Document comparison benefits from a model with good instruction following and the ability to maintain attention across long context. For short documents (under 5,000 words combined), any 7–8B model works well — Llama 3.2 8B, Qwen2.5 7B, or Mistral 7B all handle focused comparison prompts reliably. For long documents requiring 16K+ context, consider Mistral Nemo 12B with a 32K Modelfile configuration — it maintains better coherence across very long prompts than 7B models. For the most critical comparisons (high-stakes contracts, important research), running the same comparison twice with different models and checking for consistency between outputs is a useful quality control step that takes minutes but catches cases where one model missed something the other caught.

Set temperature to 0.1–0.2 for comparison tasks. Higher temperatures introduce randomness that can cause the model to miss differences it would have caught deterministically, or to hallucinate differences that do not exist. Document comparison is a precision task where consistency matters more than creativity — use the settings that maximise consistency.
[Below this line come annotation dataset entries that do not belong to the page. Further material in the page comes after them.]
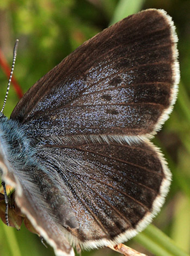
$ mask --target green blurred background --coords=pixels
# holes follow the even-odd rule
[[[15,40],[20,40],[14,75],[23,91],[83,42],[109,25],[147,8],[171,16],[179,38],[181,79],[174,111],[154,142],[162,148],[173,174],[166,202],[153,223],[127,243],[149,255],[190,253],[190,1],[187,0],[1,0],[0,47],[10,64]],[[0,67],[2,105],[8,80]],[[19,100],[11,87],[4,114]],[[162,231],[161,231],[162,230]],[[82,256],[114,255],[108,248]],[[0,256],[53,255],[37,235],[0,222]],[[119,255],[119,254],[118,254]]]

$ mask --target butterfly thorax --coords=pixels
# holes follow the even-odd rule
[[[23,127],[17,121],[2,116],[0,118],[0,144],[7,160],[13,165],[32,159],[35,149],[32,139],[27,137]]]

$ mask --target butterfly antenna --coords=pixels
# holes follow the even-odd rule
[[[4,191],[4,200],[5,203],[5,205],[6,205],[6,208],[5,208],[5,221],[6,221],[6,224],[7,225],[9,226],[10,223],[9,223],[9,198],[7,193],[6,191],[6,186],[5,186],[5,183],[4,181],[2,181],[1,182],[1,185],[3,186],[3,191]]]
[[[13,77],[13,73],[14,69],[15,68],[15,61],[16,61],[16,53],[17,53],[17,48],[18,48],[18,44],[19,44],[19,39],[16,39],[15,44],[15,46],[14,47],[14,50],[13,50],[13,64],[12,64],[11,70],[10,71],[10,76],[9,76],[8,85],[7,86],[7,92],[6,92],[5,97],[4,98],[3,107],[2,107],[2,109],[1,111],[1,115],[2,115],[2,114],[3,114],[3,109],[4,108],[4,106],[5,106],[5,103],[6,103],[6,101],[7,101],[7,96],[8,96],[8,93],[9,93],[9,88],[10,88],[10,83],[11,82],[11,79],[12,79],[12,77]]]

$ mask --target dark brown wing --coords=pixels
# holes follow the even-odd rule
[[[65,193],[78,223],[76,229],[66,228],[69,240],[85,248],[123,242],[143,229],[159,211],[170,173],[150,142],[57,144],[54,141],[37,147],[35,159],[52,180],[56,172],[63,181],[60,193]],[[51,193],[47,179],[38,175],[34,179],[36,190]],[[52,197],[56,201],[56,195]],[[60,219],[62,212],[50,203],[49,207]],[[62,215],[63,220],[66,217]]]
[[[38,81],[11,118],[35,126],[38,135],[148,136],[175,101],[176,40],[163,10],[124,19]]]

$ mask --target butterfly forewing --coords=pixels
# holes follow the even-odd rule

Comparing Across Multiple Documents

def compare_many(documents: dict[str, str], question: str) -> str:
    """
    Compare multiple documents against a specific question.
    documents: {'label': 'content'} mapping
    """
    sections = '\n\n'.join(
        f'Document {label}:\n{content[:3000]}'
        for label, content in documents.items()
    )
    response = ollama.chat(
        model='llama3.2',
        messages=[{'role':'user','content':
            f'{question}\n\nAnswer for each document, then compare across all:\n\n{sections}'
        }],
        options={'temperature':0.2,'num_ctx':16384}
    )
    return response['message']['content']

# Example: compare vendor proposals
proposals = {
    'Vendor A': open('proposal_vendor_a.txt').read(),
    'Vendor B': open('proposal_vendor_b.txt').read(),
    'Vendor C': open('proposal_vendor_c.txt').read(),
}
print(compare_many(proposals,
    'What are the delivery timeline and pricing terms for each vendor?'))
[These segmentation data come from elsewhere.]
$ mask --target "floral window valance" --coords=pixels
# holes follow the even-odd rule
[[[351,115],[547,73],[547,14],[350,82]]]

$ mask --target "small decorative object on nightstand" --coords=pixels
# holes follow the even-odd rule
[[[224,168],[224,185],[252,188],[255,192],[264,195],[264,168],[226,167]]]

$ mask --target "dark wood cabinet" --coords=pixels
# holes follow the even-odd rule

Building a Document Review CLI

#!/usr/bin/env python3
# compare_docs.py — python compare_docs.py doc_a.txt doc_b.txt
import argparse, sys
import ollama

parser = argparse.ArgumentParser(description='Compare two documents with a local LLM')
parser.add_argument('doc_a', help='First document')
parser.add_argument('doc_b', help='Second document')
parser.add_argument('--focus', default='', help='Specific aspect to focus on')
parser.add_argument('--model', default='llama3.2')
parser.add_argument('--structured', action='store_true', help='Output structured diff')
args = parser.parse_args()

doc_a = open(args.doc_a).read()
doc_b = open(args.doc_b).read()

if args.structured:
    # Use the Pydantic structured output approach
    result = structured_compare(doc_a, doc_b, args.model)
    print(f'Additions: {result.additions}')
    print(f'Removals: {result.removals}')
    print(f'Changes: {result.modifications}')
    print(f'Summary: {result.summary}')
else:
    result = compare_documents(doc_a, doc_b, args.focus)
    print(result)

Getting Started

The basic compare_documents function from this article works immediately with any running Ollama instance and model. For most comparison tasks, start with the plain text output approach — it is more readable than structured JSON and easier to scan for the differences you care about. Add the Pydantic structured output approach when you need to process the comparison programmatically (feeding it into a database, a reporting tool, or a downstream automation). The chunked comparison handles documents too long for a single context window and scales to very long documents with manageable latency. Start simple, evaluate quality on your actual documents, and add complexity only where the basic approach falls short.

Pre-Processing Documents for Better Comparison

Raw document text often contains formatting noise — headers, footers, page numbers, table formatting — that distracts from the substantive content differences. Simple pre-processing improves comparison quality:

import re

def clean_document(text: str) -> str:
    """Basic cleanup for comparison — remove noise, normalise whitespace."""
    # Remove common footer/header patterns
    text = re.sub(r'Page \d+ of \d+', '', text)
    text = re.sub(r'CONFIDENTIAL|DRAFT|PRIVILEGED', '', text, flags=re.IGNORECASE)
    # Collapse multiple blank lines
    text = re.sub(r'\n{3,}', '\n\n', text)
    # Normalise whitespace
    text = ' '.join(text.split())
    return text.strip()

doc_a_clean = clean_document(raw_doc_a)
doc_b_clean = clean_document(raw_doc_b)
result = compare_documents(doc_a_clean, doc_b_clean)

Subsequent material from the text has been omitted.